After the Bombing: Import Controls May Be The Only Hope for ‘Radically’ Improving Sanctions Enforcement Against Iraq
(Washington, D.C.): At present, it is unclear whether President Clinton’s ‘dog-wagging’
bombing
campaign against Iraq(1) actually did “degrade” Iraq’s
weapon of mass destruction (WMD)
programs. It certainly did not accomplish the systemic change — the toppling of Saddam
Hussein’s regime — that would be necessary for any bomb-inflicted degradation to be more than a
temporary setback for the Iraqi despot.
What the seventy-hour air campaign did do, however, is: shatter the last vestiges
of the Desert
Storm-era coalition united in opposition to Saddam and end, apparently permanently, the
on-the-ground inspections performed by the UN Special Commission on Iraq (UNSCOM). As a
result,
it seems likely that the United Nations’ mandated international sanctions regime — a product of
the former and renewed on the basis of unfavorable reports by the latter — will not long survive.

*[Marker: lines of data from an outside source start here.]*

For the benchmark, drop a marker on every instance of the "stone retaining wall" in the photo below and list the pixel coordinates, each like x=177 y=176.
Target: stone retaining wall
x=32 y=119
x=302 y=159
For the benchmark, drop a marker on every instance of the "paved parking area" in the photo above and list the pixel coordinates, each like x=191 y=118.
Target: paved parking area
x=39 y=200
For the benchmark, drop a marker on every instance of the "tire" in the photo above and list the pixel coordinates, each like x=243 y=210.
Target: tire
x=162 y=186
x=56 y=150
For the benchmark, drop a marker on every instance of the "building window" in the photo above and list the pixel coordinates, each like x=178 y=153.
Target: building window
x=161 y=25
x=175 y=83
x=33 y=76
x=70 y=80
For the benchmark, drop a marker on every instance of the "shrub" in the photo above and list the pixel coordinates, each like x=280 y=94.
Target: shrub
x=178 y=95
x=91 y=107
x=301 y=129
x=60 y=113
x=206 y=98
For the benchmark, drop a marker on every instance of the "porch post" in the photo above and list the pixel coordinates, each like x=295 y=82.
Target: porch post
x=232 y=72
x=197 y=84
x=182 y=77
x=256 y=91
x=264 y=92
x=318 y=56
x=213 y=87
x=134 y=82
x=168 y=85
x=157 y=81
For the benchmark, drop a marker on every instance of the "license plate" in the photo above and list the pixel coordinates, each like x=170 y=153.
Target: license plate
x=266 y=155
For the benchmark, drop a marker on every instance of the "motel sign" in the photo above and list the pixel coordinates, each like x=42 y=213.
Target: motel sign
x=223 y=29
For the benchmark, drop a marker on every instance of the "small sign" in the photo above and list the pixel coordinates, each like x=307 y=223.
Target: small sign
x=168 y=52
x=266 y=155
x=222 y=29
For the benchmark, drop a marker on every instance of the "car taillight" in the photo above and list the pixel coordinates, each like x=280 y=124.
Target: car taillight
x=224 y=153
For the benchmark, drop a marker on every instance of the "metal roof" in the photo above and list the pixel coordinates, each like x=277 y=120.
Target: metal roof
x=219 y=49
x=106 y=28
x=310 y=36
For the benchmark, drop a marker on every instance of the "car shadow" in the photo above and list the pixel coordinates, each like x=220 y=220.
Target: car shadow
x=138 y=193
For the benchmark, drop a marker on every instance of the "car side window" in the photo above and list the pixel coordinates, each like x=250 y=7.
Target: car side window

If so, it will be a matter of time — and probably not much time at that — before Saddam is
once
again able credibly to threaten the use of missile-delivered chemical, and biological weapons, and
possibly radiological or even nuclear ones. Such a prospect should alarm not only the likely
targets for his regional aggression but those in Europe and even the United States who will, in due
course, be placed in Saddam Hussein’s cross-hairs.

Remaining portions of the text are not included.